Let $n$ be a natural number.

Let $\map f n$ denote the number of integer partitions of $n$ where the parts are consecutive prime numbers.

For example:

$\map f {41} = 3$

because:

$41 = 11 + 13 + 17 = 2 + 3 + 5 + 7 + 11 + 13$

Then:

$\ds \lim_{x \mathop \to \infty} \dfrac 1 x \sum_{n \mathop = 1}^x \map f n = \ln 2$

## Proof

Let $\mathbb P$ denote the set of prime numbers.

Every set of consecutive primes whose sum is less than $x$ will contribute $1$ to the sum:

$\map f 1 + \map f 2 + \dotsb + \map f x$

The number of such sets of $r$ primes is clearly at most:

$\map \pi {x / r}$

and at least:

$\map \pi {x / r} - r$

where $\pi$ is the prime-counting function.

Hence:

$\ds \sum_{r \mathop = 1}^k \paren {\map \pi {x / r} - r} \le \map f 1 + \map f 2 + \dotsb + \map f x \le \sum_{r \mathop = 1}^k \map \pi {x / r}$

where $k$ is determined by:

$(1): \quad p_1 + p_2 + \dotsb + p_k < x < p_1 + p_2 + . . . + p_{k + 1}$

From $(1)$ and the well known $p_r \asymp r \ln r$ we find:

$(2): \quad k \asymp \sqrt {\dfrac x {\ln x} }$

Here $f \asymp g$ denotes that $\dfrac f g$ is bounded above and below by positive numbers for large arguments.

This implies:

$\ds \sum_{r \mathop = 1}^k r = \map o x$

where $\map o x$ denotes little-$\oo$ notation.

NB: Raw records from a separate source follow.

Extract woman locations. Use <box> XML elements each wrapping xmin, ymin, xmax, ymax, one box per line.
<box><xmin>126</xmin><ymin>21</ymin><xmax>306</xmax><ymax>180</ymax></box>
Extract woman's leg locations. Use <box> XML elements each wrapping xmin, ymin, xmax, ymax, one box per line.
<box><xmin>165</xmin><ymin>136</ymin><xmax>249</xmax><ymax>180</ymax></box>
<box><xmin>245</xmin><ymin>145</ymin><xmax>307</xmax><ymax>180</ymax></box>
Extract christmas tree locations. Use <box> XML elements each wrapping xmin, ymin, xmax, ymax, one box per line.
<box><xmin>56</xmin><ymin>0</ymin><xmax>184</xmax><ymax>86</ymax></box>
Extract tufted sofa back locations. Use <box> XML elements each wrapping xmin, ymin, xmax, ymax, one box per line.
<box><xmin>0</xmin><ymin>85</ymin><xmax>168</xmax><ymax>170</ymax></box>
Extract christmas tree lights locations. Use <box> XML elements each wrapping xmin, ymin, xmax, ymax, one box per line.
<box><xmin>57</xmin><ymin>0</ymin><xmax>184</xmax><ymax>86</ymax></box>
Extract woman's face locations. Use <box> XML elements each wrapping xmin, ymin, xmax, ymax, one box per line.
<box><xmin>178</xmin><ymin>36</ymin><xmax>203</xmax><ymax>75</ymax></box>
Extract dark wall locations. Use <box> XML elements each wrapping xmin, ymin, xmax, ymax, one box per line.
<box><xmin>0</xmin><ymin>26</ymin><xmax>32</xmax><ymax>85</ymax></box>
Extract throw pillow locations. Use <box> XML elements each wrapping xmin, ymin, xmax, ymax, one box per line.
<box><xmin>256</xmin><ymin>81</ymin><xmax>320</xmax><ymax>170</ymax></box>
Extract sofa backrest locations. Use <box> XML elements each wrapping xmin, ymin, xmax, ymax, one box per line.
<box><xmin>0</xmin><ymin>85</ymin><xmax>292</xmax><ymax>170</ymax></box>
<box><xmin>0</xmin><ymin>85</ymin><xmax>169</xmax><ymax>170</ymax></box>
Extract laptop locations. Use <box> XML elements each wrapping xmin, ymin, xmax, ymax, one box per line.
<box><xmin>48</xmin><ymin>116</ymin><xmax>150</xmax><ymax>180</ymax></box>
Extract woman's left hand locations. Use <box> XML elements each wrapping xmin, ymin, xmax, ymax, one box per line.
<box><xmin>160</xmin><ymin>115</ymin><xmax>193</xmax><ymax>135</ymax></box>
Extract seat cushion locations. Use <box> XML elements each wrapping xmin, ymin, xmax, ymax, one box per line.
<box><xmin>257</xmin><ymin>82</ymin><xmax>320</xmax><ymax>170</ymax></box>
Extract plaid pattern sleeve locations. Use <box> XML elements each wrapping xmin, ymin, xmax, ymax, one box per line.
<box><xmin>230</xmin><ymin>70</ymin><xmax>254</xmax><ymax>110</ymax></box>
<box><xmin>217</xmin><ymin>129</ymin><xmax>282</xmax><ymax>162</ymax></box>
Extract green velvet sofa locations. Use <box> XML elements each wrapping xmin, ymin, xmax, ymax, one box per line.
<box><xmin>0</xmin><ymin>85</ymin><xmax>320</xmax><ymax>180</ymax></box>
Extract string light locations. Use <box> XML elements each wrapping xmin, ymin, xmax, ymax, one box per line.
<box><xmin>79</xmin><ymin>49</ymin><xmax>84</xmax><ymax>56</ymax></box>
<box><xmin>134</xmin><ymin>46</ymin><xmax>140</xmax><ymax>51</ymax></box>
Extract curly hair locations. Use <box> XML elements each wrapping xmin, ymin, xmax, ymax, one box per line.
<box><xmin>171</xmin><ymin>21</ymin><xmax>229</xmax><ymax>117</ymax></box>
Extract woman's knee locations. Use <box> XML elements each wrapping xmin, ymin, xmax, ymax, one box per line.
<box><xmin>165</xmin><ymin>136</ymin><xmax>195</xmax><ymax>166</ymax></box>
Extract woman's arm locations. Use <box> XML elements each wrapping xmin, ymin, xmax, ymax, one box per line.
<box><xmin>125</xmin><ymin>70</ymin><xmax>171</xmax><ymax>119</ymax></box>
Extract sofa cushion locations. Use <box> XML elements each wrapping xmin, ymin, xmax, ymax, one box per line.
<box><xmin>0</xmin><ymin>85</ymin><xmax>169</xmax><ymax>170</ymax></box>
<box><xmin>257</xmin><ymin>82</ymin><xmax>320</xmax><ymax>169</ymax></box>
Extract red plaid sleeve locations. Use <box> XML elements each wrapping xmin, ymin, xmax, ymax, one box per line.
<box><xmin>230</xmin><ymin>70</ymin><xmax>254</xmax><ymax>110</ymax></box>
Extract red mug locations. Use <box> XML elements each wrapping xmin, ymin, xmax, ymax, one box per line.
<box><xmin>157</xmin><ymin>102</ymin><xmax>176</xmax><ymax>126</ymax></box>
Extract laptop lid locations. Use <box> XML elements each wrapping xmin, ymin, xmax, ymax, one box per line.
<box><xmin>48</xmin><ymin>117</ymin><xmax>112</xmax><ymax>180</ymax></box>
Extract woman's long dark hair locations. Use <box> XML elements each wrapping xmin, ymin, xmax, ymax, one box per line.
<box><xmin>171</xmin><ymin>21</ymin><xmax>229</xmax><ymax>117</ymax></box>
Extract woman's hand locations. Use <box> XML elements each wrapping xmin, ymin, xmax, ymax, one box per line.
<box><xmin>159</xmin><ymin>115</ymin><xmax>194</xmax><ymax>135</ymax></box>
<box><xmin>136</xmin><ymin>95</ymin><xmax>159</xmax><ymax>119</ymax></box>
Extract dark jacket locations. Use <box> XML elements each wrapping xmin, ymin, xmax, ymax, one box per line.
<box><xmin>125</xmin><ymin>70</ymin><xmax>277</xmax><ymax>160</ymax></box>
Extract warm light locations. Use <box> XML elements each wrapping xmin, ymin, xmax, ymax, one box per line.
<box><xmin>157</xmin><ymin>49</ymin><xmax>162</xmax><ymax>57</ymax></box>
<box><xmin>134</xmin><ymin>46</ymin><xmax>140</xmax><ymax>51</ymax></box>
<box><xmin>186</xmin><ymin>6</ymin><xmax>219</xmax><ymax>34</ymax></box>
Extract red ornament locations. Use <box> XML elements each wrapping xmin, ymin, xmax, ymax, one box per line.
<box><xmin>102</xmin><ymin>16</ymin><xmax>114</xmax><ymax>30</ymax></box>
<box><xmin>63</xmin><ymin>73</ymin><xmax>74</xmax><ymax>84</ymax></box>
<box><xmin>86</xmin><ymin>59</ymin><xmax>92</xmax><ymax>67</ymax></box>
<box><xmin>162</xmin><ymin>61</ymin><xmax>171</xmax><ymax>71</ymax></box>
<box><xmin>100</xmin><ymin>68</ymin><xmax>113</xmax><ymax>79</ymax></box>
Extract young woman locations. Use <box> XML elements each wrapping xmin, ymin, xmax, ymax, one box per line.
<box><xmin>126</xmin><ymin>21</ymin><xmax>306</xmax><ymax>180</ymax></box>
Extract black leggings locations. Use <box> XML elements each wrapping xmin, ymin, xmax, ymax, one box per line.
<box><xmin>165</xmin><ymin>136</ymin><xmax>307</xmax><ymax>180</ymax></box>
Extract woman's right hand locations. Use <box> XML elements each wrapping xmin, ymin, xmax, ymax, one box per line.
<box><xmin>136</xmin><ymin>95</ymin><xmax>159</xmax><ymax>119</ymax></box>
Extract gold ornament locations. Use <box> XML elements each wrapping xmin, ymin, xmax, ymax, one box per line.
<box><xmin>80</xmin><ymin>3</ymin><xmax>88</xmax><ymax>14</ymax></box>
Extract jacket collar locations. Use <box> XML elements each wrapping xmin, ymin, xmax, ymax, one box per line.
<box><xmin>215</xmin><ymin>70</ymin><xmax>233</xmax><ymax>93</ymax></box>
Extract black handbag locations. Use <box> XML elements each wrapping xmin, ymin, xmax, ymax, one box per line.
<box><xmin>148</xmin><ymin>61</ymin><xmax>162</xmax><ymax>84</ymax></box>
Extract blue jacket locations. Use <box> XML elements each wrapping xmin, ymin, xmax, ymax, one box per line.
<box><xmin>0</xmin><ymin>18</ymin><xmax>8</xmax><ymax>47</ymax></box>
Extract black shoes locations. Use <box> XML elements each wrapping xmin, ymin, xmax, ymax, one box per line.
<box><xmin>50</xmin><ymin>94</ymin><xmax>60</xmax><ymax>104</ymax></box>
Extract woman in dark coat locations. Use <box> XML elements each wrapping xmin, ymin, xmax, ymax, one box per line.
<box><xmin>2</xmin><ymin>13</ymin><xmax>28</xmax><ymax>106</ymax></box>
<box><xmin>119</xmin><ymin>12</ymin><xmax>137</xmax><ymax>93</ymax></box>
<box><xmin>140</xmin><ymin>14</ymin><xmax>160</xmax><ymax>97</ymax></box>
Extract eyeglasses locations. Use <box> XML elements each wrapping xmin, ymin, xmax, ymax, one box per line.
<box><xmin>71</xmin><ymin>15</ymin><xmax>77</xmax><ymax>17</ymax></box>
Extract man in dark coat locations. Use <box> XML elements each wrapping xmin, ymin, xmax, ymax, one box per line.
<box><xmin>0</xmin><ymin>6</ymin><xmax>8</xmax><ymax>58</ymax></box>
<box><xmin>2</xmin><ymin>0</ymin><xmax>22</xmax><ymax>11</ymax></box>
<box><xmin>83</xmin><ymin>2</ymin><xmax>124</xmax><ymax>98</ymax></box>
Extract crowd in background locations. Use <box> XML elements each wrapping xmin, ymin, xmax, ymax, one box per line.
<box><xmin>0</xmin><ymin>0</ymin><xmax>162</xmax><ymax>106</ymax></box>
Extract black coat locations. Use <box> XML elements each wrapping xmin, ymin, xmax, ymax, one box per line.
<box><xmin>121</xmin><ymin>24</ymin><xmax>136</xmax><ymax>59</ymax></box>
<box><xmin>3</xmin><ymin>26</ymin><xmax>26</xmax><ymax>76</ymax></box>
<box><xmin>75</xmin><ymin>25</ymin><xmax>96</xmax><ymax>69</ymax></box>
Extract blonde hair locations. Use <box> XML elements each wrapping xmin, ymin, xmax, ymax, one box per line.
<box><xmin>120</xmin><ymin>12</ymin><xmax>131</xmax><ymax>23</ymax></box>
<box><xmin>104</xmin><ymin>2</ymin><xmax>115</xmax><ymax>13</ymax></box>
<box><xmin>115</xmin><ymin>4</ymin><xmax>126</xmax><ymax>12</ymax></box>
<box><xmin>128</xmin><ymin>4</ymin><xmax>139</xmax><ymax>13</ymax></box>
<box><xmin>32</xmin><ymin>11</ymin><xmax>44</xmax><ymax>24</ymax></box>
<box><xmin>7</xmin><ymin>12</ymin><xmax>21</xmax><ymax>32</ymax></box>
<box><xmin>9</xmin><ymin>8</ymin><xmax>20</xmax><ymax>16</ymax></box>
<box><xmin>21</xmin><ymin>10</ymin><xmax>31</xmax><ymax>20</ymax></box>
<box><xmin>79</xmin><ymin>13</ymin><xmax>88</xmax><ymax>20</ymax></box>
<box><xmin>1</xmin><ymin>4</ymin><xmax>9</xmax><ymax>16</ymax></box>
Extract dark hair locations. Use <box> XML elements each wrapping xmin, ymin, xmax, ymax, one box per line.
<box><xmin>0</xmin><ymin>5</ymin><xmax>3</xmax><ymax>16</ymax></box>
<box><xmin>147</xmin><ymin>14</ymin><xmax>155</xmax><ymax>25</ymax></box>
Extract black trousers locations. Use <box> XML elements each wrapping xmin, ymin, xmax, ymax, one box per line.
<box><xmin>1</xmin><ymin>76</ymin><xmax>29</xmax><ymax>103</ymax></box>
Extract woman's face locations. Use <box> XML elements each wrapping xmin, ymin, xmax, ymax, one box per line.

Hence, if we can show that:

$\ds \sum_{r \mathop = 1}^k \map \pi {x / r} \approx \ln 2$

$\map f 1 + \map f 2 + \dotsb + \map f x \approx x \ln 2$
Using $(2)$ and the Prime Number Theorem, the following estimates are justified:
 $\ds \sum_{r \mathop = 1}^k \map \pi {x / r}$ $\approx$ $\ds \sum_{r \mathop = 1}^k \dfrac x {r \, \map \ln {x / r} }$ $\ds$ $\approx$ $\ds \int_1^k \dfrac {x \rd r} {r \, \map \ln {x / r} }$ $\ds$ $=$ $\ds \bigintlimits {-x \map \ln {\map \ln {x / r} } } 1 k$ $\ds$ $=$ $\ds x \paren {\ln \ln x - \map {\ln \ln} {x / k} }$ $\ds$ $\approx$ $\ds x \paren {\ln \ln x - \ln \ln \sqrt {x \ln x} }$ $\ds$ $\approx$ $\ds \ln 2$
$\blacksquare$